Di questa paura dobbiamo avere rispetto e dobbiamo lavorare per costruire proposte e azioni concrete che possano acquietarla nel profondo”
In mezzo a tanto rumore, reportage, informazione, video, foto, interviste. In mezzo a tante parole, che ci hanno travolti negli ultimi giorni, le parole in cui mi sono riconosciuta le ho trovate in un articolo di inizio settimana, di Emanuele Trevi.
Come ricomincia la vita a Parigi?", inizia così. Ricomincia, nonostante.
Non dobbiamo permettere alla paura di entrare, non dobbiamo cambiare le nostre abitudini di vita, non dobbiamo rinunciare ai nostri valori, non dobbiamo... Tutto molto vero. E capisco che sia compito della politica, in questo momento, essere guida. Confortare il proprio popolo, esortarlo a ricominciare a camminare nella giusta direzione. E' vero, lo hanno detto tutti i commentatori ma, del resto, è stato evidente dal primo momento: l'obiettivo era paralizzarci. Colpire al cuore nei momenti e nei gesti ordinari che, senza che oramai lo si realizzi a livello consapevole, concretizzano nello scorrere delle nostre vite grandi libertà che qualcuno, prima di noi, ha conquistato, per noi. L'obiettivo era la paura ed è vero, non possiamo lasciarli vincere.
Ogni cosa richiede il suo tempo e non credo che ignorare questa necessità possa portare a qualcosa di costruttivo. Lunedì abbiamo ricominciato le nostre vite, tutti i cittadini, di tutta Europa, sono usciti di casa con un peso nel cuore. Colpendo Parigi, hanno colpito tutti noi.
Da dove ripartire?
Credo sia opportuno, in primo luogo, che la politica sia all'altezza del suo ruolo e che, ora come mai, riesca a elevarsi al di sopra di polemiche, proclami e dichiarazioni avventate. Abbiamo una responsabilità enorme, che temo molti abbiano dimenticato.

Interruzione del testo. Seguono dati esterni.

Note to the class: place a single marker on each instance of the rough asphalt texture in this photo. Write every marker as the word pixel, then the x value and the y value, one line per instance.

Secondo, credo sia opportuno ascoltare le persone. Le loro paure, le loro domande, la loro richiesta di sicurezza così come la loro richiesta di tempo. L'Europa è stata colpita a cena in un ristorante del centro, al bancone di un caffè, durante un concerto, nel mezzo di una partita. Non si può chiedere di non avere paura, non saremmo umani. Di questa paura dobbiamo avere rispetto e dobbiamo lavorare per costruire proposte e azioni concrete che possano acquietarla nel profondo.

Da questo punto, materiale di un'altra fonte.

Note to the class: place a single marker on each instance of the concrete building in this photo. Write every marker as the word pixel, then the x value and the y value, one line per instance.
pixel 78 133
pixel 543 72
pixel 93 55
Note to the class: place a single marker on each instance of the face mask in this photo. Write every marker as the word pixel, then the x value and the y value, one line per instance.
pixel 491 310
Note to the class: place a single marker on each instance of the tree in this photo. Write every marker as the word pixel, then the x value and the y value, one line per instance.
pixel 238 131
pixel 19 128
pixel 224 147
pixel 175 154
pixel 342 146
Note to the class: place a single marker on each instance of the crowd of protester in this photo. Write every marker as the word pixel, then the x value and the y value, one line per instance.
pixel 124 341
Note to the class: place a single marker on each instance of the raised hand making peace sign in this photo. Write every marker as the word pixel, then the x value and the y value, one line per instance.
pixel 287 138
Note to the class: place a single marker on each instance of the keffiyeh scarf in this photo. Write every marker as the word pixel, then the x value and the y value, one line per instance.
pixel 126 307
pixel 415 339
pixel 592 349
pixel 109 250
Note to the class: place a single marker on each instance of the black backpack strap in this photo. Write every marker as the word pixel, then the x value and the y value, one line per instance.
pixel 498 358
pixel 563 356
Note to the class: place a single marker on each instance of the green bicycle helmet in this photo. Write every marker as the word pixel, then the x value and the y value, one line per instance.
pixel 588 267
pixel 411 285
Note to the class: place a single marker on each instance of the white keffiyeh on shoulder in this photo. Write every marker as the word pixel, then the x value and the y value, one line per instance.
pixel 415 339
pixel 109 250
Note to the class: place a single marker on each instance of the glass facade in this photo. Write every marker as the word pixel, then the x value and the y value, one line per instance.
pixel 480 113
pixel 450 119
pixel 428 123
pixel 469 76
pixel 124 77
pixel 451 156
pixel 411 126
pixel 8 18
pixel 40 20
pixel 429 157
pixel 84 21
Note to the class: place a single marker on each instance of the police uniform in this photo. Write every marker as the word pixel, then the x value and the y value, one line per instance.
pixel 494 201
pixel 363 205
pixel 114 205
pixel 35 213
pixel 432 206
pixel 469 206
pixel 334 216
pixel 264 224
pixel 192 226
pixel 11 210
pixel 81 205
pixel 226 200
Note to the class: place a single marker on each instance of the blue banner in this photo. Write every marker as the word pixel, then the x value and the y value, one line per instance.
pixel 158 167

Infine, ripartiamo dall'Europa. Dall'Unione europea, di cui abbiamo scoperto l'importanza, che ci ha fatto il dono di sessant'anni di pace e che oggi deve ammettere di essere in guerra. Una guerra nuova, sconosciuta, non contro uno Stato ma contro un gruppo organizzato e militare che oramai ha penetrato in maniera inquietante i nostri Paesi, che recluta i nostri ragazzi, che utilizza strumenti ai quali non eravamo preparati, per i quali ci dobbiamo attrezzare.

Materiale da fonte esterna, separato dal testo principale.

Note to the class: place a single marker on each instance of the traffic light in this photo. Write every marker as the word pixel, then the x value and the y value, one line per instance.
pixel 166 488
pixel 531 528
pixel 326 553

Prima di tutto, con un servizio di intelligence europeo: mentre noi siamo così legati ai nostri 28 confini nazionali, dall'altra parte abbiamo un soggetto che si muove perfettamente in Rete, arrivando ovunque e organizzando uomini e strategie in più Paesi contemporaneamente. Soprattutto, però, dai valori sui quali l'Europa è stata fondata: l'inclusione, l'uguaglianza di opportunità, l'integrazione, la pace. Non possiamo passare sopra al fatto che molti degli attentatori erano europei, francesi. Non possiamo fingere che non esista un problema delle periferie, intese in senso geografico ma non solo. Non possiamo ignorare i campanelli d'allarme che suonano a casa nostra, illudendoci che la causa di tutto risieda al di fuori dei nostri confini.
Niente, di ciò che è accaduto a Parigi, è comprensibile, semplice, chiaro. Siamo nel mezzo di una situazione complessa, che richiede prima di ogni altra cosa riflessione, analisi, studio.